Azerbaijan intends to integrate the long-disputed region, but ethnic Armenians have said they fear persecution and accused the world of abandoning them.
But Azerbaijan’s foreign minister, in his speech to the UN General Assembly on Saturday, said his country wanted to integrate ethnic Armenians as “equal citizens”.
“I would like to reiterate that Azerbaijan is committed to reintegrating ethnic Armenian residents of the Karabakh region into Azerbaijan as equal citizens,” said Jeyhun Bayramov.
He added that Azerbaijan and Armenia have a “historic opportunity” to establish good neighborly relations and coexist side by side in peace. It is high time to seize this opportunity.
Supporting the ceasefire in Nagorno-Karabakh, Russian Foreign Minister Sergei Lavrov said the time has come for confidence-building measures between Armenia and Azerbaijan, adding that Moscow’s troops will contribute to this .
In his speech to the UN, Lavrov accused the West of trying to impose itself as a mediator between the two countries, which he said was unnecessary.
American delegation to Armenia
Meanwhile, a US Congress delegation was in Armenia to meet with Prime Minister Nikol Pashinyan and visited the closed border to inspect the blockade with the head of Armenia’s Syunik region.
Sen. Gary Peters of Michigan used binoculars to look across the border toward Russian peacekeeping positions, as Azerbaijani trucks could be seen carrying materials for a new highway under construction as the government secures the region.
“Certainly people are very afraid of what could happen there, and I think the world needs to know exactly what is happening,” Peters told reporters at the border.
“The Azerbaijani government told us there was nothing to see, nothing to fear. If this is the case, we should allow international observers to see for themselves,” he argued.

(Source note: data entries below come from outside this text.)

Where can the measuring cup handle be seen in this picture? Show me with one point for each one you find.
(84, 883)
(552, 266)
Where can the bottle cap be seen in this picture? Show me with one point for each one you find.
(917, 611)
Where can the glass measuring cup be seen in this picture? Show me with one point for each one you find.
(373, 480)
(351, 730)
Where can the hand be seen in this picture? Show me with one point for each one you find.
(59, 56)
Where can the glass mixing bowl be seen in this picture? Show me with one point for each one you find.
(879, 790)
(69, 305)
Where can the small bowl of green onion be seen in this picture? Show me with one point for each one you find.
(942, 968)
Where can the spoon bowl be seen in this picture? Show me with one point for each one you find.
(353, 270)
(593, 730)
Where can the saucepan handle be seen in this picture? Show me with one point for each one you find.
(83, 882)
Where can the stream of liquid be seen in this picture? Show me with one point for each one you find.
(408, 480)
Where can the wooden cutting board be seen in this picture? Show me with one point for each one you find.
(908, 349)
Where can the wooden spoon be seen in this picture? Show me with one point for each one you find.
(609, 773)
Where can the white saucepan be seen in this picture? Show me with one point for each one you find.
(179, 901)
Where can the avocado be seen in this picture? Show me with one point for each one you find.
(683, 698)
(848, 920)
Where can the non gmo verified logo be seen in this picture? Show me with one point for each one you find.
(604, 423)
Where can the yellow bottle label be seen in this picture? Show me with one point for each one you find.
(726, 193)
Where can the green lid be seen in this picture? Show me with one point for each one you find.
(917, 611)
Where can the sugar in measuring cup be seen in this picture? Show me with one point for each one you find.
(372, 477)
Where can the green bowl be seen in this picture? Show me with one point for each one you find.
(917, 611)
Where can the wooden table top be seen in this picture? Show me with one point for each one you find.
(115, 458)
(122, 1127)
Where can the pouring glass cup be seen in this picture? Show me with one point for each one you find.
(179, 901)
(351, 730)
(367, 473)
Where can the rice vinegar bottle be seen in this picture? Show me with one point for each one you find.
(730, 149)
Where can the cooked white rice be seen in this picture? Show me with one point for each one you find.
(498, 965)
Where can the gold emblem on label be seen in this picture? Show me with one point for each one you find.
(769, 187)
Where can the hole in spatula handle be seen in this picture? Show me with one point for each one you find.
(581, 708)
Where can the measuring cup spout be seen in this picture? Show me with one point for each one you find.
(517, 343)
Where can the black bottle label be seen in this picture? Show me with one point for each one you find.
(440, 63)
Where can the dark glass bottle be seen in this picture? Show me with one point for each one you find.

Anna Ohanyan, a professor at Stonehill College in Massachusetts, views the visit of the American delegation from “several aspects.”
“The situation is very dire in the region and the implications of the massive humanitarian crisis and the militarized end to this conflict will reverberate across the South Caucasus,” she said.
“I see the U.S. delegation’s visit as a way for the United States to try to reclaim some capacity to shape the region.”